Take luxury watch retailer Ethos Ltd, for example, which has now accelerated its growth plans to add 40 new stores over the next 24 months from its originally planned 13 stores. Speaking to investors last month, Yashovardhan Saboo, Chairman and CEO of Ethos Ltd, described how the luxury watch market in India is gaining traction as HNIs’ discretionary incomes rise and the consumer base grows. “Watch buyers now know that luxury watches in India are reasonably priced compared to other global retail destinations. Despite higher import duties and GST, prices in India are similar or even better than other global malls,” he stressed.

In fact, the company is looking beyond luxury watches with agreements to distribute Messika Jewelery and luxury luggage brand Rimowa in India.

Expansion of the portfolio

Others are also expanding their portfolio. Gitanjali Saxena, Business Head, Tata CLiQ Luxury, which has seen exceptional growth this year: “This holiday season we have expanded our current portfolio with the launch of new brands and collections in categories such as fashion, accessories, Indian luxury and designer wear. We also recently introduced a home fitness category.”

According to Saxena, Tata CLiQ Luxury has had a successful holiday season with a rise in average order value for categories such as Indian designer clothing, home furnishings, handbags, beauty kits and gifts, and says the platform has carefully curated offers based on the growth in consumer appreciation for the beautiful things in life.
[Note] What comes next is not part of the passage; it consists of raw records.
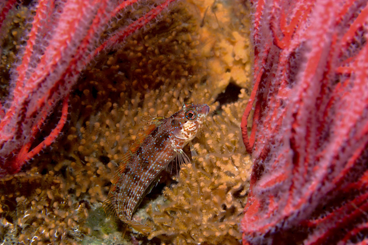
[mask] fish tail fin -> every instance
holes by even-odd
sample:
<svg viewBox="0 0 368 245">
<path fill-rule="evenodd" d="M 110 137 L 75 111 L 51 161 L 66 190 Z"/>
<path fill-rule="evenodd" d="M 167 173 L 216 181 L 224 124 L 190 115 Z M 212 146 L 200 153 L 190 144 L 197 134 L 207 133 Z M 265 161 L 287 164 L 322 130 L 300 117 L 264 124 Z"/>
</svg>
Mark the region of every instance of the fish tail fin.
<svg viewBox="0 0 368 245">
<path fill-rule="evenodd" d="M 135 220 L 129 220 L 124 219 L 124 220 L 122 220 L 121 221 L 130 227 L 145 235 L 148 235 L 152 230 L 152 228 L 147 225 L 142 224 Z"/>
</svg>

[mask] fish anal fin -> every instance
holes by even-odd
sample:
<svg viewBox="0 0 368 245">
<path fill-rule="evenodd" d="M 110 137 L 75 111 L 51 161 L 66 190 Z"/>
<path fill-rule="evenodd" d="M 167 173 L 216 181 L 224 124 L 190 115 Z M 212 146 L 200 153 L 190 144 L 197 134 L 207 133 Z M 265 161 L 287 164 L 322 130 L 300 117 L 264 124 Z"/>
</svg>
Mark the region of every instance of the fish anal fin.
<svg viewBox="0 0 368 245">
<path fill-rule="evenodd" d="M 111 188 L 110 188 L 111 192 Z M 114 220 L 117 220 L 117 215 L 116 213 L 116 209 L 114 206 L 115 199 L 114 194 L 109 192 L 107 196 L 103 202 L 102 203 L 102 208 L 105 211 L 106 216 L 109 218 L 113 218 Z"/>
</svg>

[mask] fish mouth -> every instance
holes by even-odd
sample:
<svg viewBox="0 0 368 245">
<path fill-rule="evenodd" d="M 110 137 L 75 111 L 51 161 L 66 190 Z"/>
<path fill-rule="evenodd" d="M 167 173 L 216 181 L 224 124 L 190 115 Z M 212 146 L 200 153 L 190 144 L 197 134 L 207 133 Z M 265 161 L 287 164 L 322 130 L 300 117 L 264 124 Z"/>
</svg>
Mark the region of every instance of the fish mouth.
<svg viewBox="0 0 368 245">
<path fill-rule="evenodd" d="M 207 104 L 203 104 L 203 110 L 205 113 L 206 113 L 206 116 L 207 116 L 208 113 L 209 112 L 209 106 L 207 105 Z"/>
</svg>

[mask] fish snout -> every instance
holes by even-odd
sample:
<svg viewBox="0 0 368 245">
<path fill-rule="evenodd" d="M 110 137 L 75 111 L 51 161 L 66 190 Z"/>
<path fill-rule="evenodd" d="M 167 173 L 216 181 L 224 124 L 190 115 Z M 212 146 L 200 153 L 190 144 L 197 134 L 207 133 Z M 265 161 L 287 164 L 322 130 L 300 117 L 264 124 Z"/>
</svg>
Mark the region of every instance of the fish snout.
<svg viewBox="0 0 368 245">
<path fill-rule="evenodd" d="M 206 114 L 206 116 L 209 112 L 209 106 L 208 106 L 207 104 L 203 104 L 203 112 Z"/>
</svg>

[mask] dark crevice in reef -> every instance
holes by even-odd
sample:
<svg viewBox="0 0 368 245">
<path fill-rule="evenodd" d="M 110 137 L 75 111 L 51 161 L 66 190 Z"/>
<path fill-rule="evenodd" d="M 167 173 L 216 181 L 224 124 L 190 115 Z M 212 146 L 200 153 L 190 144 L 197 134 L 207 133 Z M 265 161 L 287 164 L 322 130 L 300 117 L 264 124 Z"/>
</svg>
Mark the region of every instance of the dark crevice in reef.
<svg viewBox="0 0 368 245">
<path fill-rule="evenodd" d="M 233 103 L 237 101 L 242 88 L 232 82 L 230 82 L 225 91 L 217 96 L 215 102 L 218 101 L 220 106 L 217 112 L 222 111 L 221 107 L 224 104 Z"/>
</svg>

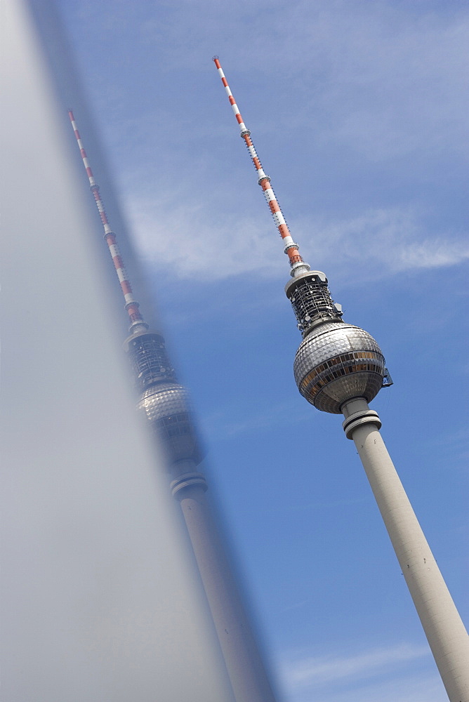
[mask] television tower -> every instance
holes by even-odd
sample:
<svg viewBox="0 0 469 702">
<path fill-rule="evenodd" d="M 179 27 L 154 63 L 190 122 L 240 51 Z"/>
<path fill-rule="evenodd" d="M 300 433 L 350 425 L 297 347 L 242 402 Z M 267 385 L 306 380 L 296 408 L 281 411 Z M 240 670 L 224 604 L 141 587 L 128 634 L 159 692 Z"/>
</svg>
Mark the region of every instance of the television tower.
<svg viewBox="0 0 469 702">
<path fill-rule="evenodd" d="M 301 332 L 293 364 L 301 395 L 323 412 L 343 414 L 451 702 L 469 702 L 469 637 L 417 521 L 368 403 L 391 382 L 381 349 L 368 332 L 342 319 L 324 273 L 311 270 L 298 251 L 236 104 L 218 56 L 213 57 L 284 251 L 291 279 L 285 286 Z"/>
<path fill-rule="evenodd" d="M 68 114 L 128 314 L 130 336 L 125 340 L 124 349 L 140 393 L 137 406 L 166 453 L 171 489 L 180 505 L 234 699 L 236 702 L 275 702 L 206 499 L 206 479 L 197 470 L 202 453 L 192 423 L 187 391 L 176 380 L 163 336 L 149 329 L 133 297 L 116 234 L 107 221 L 73 112 L 70 110 Z"/>
</svg>

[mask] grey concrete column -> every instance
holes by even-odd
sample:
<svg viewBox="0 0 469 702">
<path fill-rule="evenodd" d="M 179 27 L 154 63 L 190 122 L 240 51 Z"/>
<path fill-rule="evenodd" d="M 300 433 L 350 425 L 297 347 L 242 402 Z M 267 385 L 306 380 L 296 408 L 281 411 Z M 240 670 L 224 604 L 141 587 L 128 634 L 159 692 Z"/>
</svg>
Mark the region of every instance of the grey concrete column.
<svg viewBox="0 0 469 702">
<path fill-rule="evenodd" d="M 236 702 L 275 702 L 205 494 L 205 480 L 199 473 L 187 473 L 172 487 L 180 503 Z"/>
<path fill-rule="evenodd" d="M 469 702 L 469 637 L 362 398 L 342 408 L 451 702 Z"/>
</svg>

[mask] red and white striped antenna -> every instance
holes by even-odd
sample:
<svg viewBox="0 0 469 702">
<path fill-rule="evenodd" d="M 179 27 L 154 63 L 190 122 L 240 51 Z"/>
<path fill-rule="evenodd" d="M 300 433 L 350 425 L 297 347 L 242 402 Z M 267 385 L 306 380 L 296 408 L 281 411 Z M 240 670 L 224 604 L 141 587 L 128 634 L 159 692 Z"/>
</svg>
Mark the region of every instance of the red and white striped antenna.
<svg viewBox="0 0 469 702">
<path fill-rule="evenodd" d="M 93 175 L 93 171 L 91 170 L 88 157 L 86 156 L 86 152 L 83 147 L 81 138 L 77 128 L 77 122 L 75 121 L 75 118 L 74 117 L 73 112 L 71 110 L 69 110 L 68 111 L 68 116 L 70 118 L 72 126 L 73 127 L 73 130 L 75 133 L 77 143 L 83 159 L 83 165 L 85 167 L 86 175 L 88 176 L 88 180 L 90 182 L 90 190 L 94 196 L 96 206 L 98 207 L 98 211 L 99 212 L 100 217 L 101 218 L 101 222 L 103 223 L 103 227 L 104 229 L 104 238 L 109 248 L 109 252 L 111 254 L 112 262 L 114 263 L 114 267 L 116 269 L 116 273 L 117 274 L 117 277 L 119 278 L 119 282 L 121 285 L 122 294 L 124 295 L 124 298 L 126 301 L 126 310 L 127 310 L 131 321 L 129 331 L 134 333 L 136 331 L 140 331 L 140 328 L 147 329 L 148 325 L 144 322 L 142 314 L 138 309 L 138 303 L 133 297 L 132 286 L 131 285 L 131 282 L 128 279 L 127 272 L 124 265 L 124 261 L 122 260 L 122 256 L 121 256 L 119 246 L 117 246 L 116 235 L 111 229 L 110 225 L 107 221 L 106 211 L 104 208 L 104 204 L 99 192 L 99 185 L 95 180 L 94 176 Z"/>
<path fill-rule="evenodd" d="M 290 233 L 288 225 L 285 221 L 285 218 L 283 216 L 280 205 L 279 204 L 275 193 L 270 185 L 270 178 L 264 173 L 262 164 L 259 160 L 259 157 L 257 155 L 257 152 L 254 148 L 254 145 L 253 144 L 251 138 L 251 132 L 246 128 L 244 122 L 243 121 L 241 112 L 239 112 L 238 106 L 236 104 L 236 101 L 233 98 L 233 94 L 230 89 L 228 82 L 225 77 L 225 74 L 222 69 L 218 57 L 213 56 L 213 61 L 215 62 L 215 65 L 218 71 L 218 75 L 221 78 L 221 81 L 223 84 L 225 90 L 226 91 L 226 94 L 228 96 L 230 104 L 231 105 L 233 112 L 234 112 L 234 117 L 236 117 L 238 124 L 239 125 L 239 129 L 241 131 L 239 135 L 244 140 L 248 151 L 249 152 L 249 155 L 251 156 L 252 162 L 254 164 L 254 168 L 256 168 L 258 176 L 258 183 L 263 190 L 264 197 L 265 197 L 267 204 L 269 206 L 270 212 L 272 213 L 272 216 L 274 218 L 274 222 L 275 223 L 275 225 L 279 230 L 279 233 L 283 239 L 284 245 L 284 251 L 289 257 L 290 265 L 291 267 L 290 272 L 291 276 L 294 277 L 299 275 L 300 273 L 304 273 L 305 271 L 308 271 L 310 270 L 310 266 L 308 263 L 303 261 L 303 258 L 300 256 L 298 244 L 295 244 L 293 240 L 293 237 Z"/>
</svg>

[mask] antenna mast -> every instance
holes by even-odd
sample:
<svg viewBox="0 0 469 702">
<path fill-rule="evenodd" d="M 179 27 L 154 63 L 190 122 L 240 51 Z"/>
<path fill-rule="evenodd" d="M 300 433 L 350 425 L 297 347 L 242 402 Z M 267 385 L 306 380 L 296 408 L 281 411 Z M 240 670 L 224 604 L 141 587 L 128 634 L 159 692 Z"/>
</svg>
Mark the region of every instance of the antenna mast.
<svg viewBox="0 0 469 702">
<path fill-rule="evenodd" d="M 98 211 L 99 212 L 100 217 L 101 218 L 101 222 L 104 229 L 104 238 L 106 244 L 107 244 L 109 252 L 111 254 L 114 267 L 116 269 L 116 273 L 117 274 L 117 277 L 119 278 L 119 282 L 121 286 L 122 294 L 124 295 L 124 298 L 126 301 L 126 310 L 127 310 L 131 322 L 129 331 L 133 333 L 136 331 L 138 331 L 140 328 L 142 329 L 147 329 L 148 324 L 144 322 L 142 314 L 139 310 L 138 303 L 133 297 L 132 286 L 131 285 L 131 282 L 127 276 L 124 261 L 122 260 L 122 256 L 119 250 L 119 246 L 117 246 L 116 235 L 111 229 L 110 223 L 107 221 L 106 211 L 105 209 L 103 200 L 101 199 L 101 196 L 100 195 L 99 185 L 96 183 L 95 177 L 93 175 L 93 171 L 91 170 L 89 161 L 88 160 L 86 152 L 83 147 L 80 133 L 77 127 L 75 118 L 71 110 L 69 110 L 68 111 L 68 116 L 70 118 L 72 126 L 73 127 L 73 131 L 77 138 L 77 143 L 80 150 L 80 154 L 81 154 L 81 159 L 83 159 L 83 165 L 85 167 L 86 175 L 88 176 L 88 180 L 90 182 L 90 190 L 93 193 L 96 203 L 96 206 L 98 208 Z"/>
<path fill-rule="evenodd" d="M 228 96 L 230 104 L 231 105 L 232 110 L 234 113 L 234 117 L 236 117 L 237 121 L 239 125 L 239 136 L 242 139 L 244 140 L 247 150 L 249 152 L 249 156 L 251 157 L 254 168 L 256 168 L 258 177 L 257 182 L 263 190 L 264 197 L 267 205 L 269 206 L 269 209 L 270 210 L 272 216 L 274 218 L 275 226 L 278 229 L 279 233 L 283 239 L 284 247 L 284 251 L 288 256 L 290 260 L 290 266 L 291 267 L 290 272 L 291 275 L 292 277 L 296 277 L 300 273 L 308 271 L 310 270 L 310 266 L 308 263 L 303 261 L 303 258 L 300 256 L 298 244 L 295 244 L 293 240 L 293 237 L 290 233 L 290 230 L 289 229 L 288 225 L 285 221 L 285 218 L 284 217 L 282 211 L 282 208 L 279 204 L 277 196 L 275 195 L 275 193 L 274 192 L 270 185 L 270 178 L 264 173 L 262 164 L 260 163 L 259 157 L 257 154 L 252 139 L 251 138 L 251 132 L 246 128 L 246 124 L 244 124 L 244 122 L 243 121 L 241 112 L 238 109 L 236 101 L 233 98 L 233 93 L 230 89 L 230 86 L 228 85 L 228 82 L 225 77 L 225 74 L 223 73 L 221 65 L 220 65 L 218 57 L 213 56 L 213 60 L 215 62 L 215 65 L 218 71 L 218 75 L 221 78 L 221 81 L 223 84 L 226 94 Z"/>
<path fill-rule="evenodd" d="M 131 320 L 124 348 L 133 366 L 138 409 L 163 449 L 173 497 L 180 505 L 212 614 L 236 702 L 275 702 L 224 544 L 206 497 L 208 484 L 199 470 L 203 457 L 194 428 L 188 392 L 178 383 L 161 334 L 151 331 L 138 309 L 117 249 L 99 187 L 72 110 L 69 117 L 104 227 Z"/>
</svg>

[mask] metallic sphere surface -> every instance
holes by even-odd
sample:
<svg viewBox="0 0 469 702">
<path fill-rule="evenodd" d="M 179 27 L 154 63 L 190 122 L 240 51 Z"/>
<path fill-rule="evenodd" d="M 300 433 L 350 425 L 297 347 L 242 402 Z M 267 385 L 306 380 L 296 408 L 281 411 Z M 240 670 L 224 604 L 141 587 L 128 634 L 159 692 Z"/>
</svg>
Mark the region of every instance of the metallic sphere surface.
<svg viewBox="0 0 469 702">
<path fill-rule="evenodd" d="M 144 390 L 137 405 L 163 444 L 173 465 L 181 461 L 196 464 L 202 454 L 194 428 L 189 392 L 178 383 L 160 383 Z"/>
<path fill-rule="evenodd" d="M 340 414 L 344 402 L 369 402 L 383 385 L 385 360 L 373 337 L 342 322 L 320 324 L 303 339 L 293 364 L 301 395 L 323 412 Z"/>
</svg>

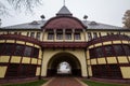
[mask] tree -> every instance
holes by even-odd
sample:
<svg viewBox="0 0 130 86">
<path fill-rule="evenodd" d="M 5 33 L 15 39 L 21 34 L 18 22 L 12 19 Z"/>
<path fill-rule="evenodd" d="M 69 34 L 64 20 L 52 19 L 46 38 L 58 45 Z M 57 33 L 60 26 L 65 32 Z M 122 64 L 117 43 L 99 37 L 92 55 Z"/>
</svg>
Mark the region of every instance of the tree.
<svg viewBox="0 0 130 86">
<path fill-rule="evenodd" d="M 0 0 L 0 15 L 10 14 L 10 8 L 16 11 L 32 12 L 32 9 L 39 4 L 42 4 L 42 0 Z"/>
<path fill-rule="evenodd" d="M 126 28 L 130 29 L 130 10 L 127 10 L 123 17 L 122 17 L 122 24 L 125 25 Z"/>
</svg>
“Besides Metro and Tier I cities, our strategy also focused on attracting customers in Tier 2 and Tier 3 markets where we have seen increasing demand. The non-metropolitan markets contribute almost 40 percent of the platform’s revenue.”

Saxena says e-commerce has helped the luxury sector thrive by increasing its reach and accessibility. “Brands have been able to reach HNIs and luxury aspirants in Tier 2-4 cities in addition to major cities through their online presence, driving growth and attracting new customers,” she says.

Growing interest from companies

As global luxury brands seek to gain a stronger foothold in the country, many Indian designer-led luxury fashion brands are planning their next phase of expansion, backed by corporate funding.

“Until now, Indian designer brands have largely self-funded their business, but there has been a wave of start-ups where they have now received external funding from large conglomerates. I think in the next phase we will see the rise of younger, designer-led brands and investments in some of the new-age luxury brands that are expected to grow much faster,” summarizes Sahni.